The tangent at any point of a circle is perpendicular to the radius through the point of contact.

If $O$ is the centre, $P$ is the point of contact, and $PQ$ is the tangent, then:

OP \perp PQ

Use it when you see: “PQ is a tangent to the circle at P” and “O is the centre”. Immediately think of a right angle at P.

Theorem 2: Tangents from an external point are equal

The lengths of tangents drawn from an external point to a circle are equal.

If $PA$ and $PB$ are tangents from an external point $P$ to a circle with centre $O$ :

PA = PB

This simple fact helps you find missing lengths and prove triangles congruent.

Theorem 3: Equal chords, equal distances from centre

Equal chords of a circle are equidistant from the centre and vice versa.

If chord $AB$ and chord $CD$ are equal, then perpendicular distances from centre $O$ to these chords are also equal.

Theorem 4: Angle subtended by chord at centre and at circumference

The angle subtended by a chord at the centre is twice the angle subtended at a point on the remaining part of the circle.

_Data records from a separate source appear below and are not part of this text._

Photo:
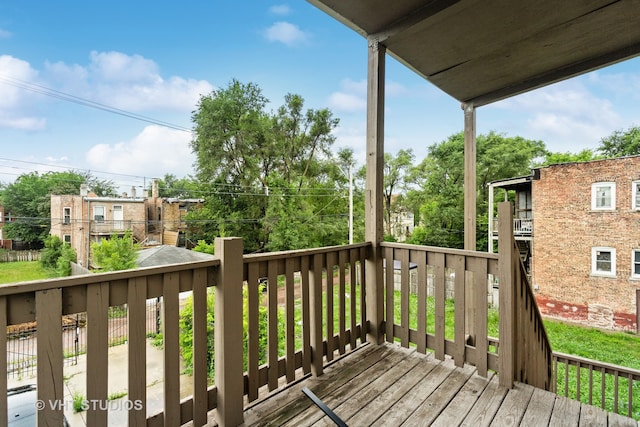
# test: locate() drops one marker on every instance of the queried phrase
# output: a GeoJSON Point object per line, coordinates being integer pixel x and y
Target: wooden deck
{"type": "Point", "coordinates": [389, 385]}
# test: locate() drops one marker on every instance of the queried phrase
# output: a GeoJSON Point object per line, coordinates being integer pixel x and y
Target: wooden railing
{"type": "Point", "coordinates": [611, 387]}
{"type": "Point", "coordinates": [524, 351]}
{"type": "Point", "coordinates": [324, 289]}
{"type": "Point", "coordinates": [45, 302]}
{"type": "Point", "coordinates": [408, 320]}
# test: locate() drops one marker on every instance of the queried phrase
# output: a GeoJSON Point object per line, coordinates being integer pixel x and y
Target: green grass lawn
{"type": "Point", "coordinates": [11, 272]}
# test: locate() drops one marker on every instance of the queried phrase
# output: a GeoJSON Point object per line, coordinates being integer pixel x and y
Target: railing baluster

If chord $AB$ subtends angle $\angle AOB$ at the centre and $\angle ACB$ at a point $C$ on the circle, then:

\angle AOB = 2 \angle ACB

Theorem 5: Cyclic quadrilateral property

The sum of opposite angles of a cyclic quadrilateral is $180^\circ$ .

If $ABCD$ is a quadrilateral with all its vertices on a circle, then:

\angle A + \angle C = 180^\circ

and

\angle B + \angle D = 180^\circ

3. Step-by-Step Example Practice 🧮

Let’s work through a typical Circles Quiz problem, exactly the style you see in Class 10 board exams.

Example 1: Using tangent-radius perpendicularity

Question:
A circle has centre O. A tangent at point P to the circle meets a line through O at point Q, such that $OP = 6$ cm and $OQ = 10$ cm. Find the length of $PQ$ .

Step 1: Visualise and mark right angle

Since $PQ$ is a tangent at $P$ and $OP$ is the radius, we know:

\angle OPQ = 90^\circ

So triangle $OPQ$ is right-angled at $P$ .

Step 2: Recognise given sides

You know:

$OP = 6$ cm (radius)
$OQ = 10$ cm (hypotenuse)

We need $PQ$ (the other side of the right triangle).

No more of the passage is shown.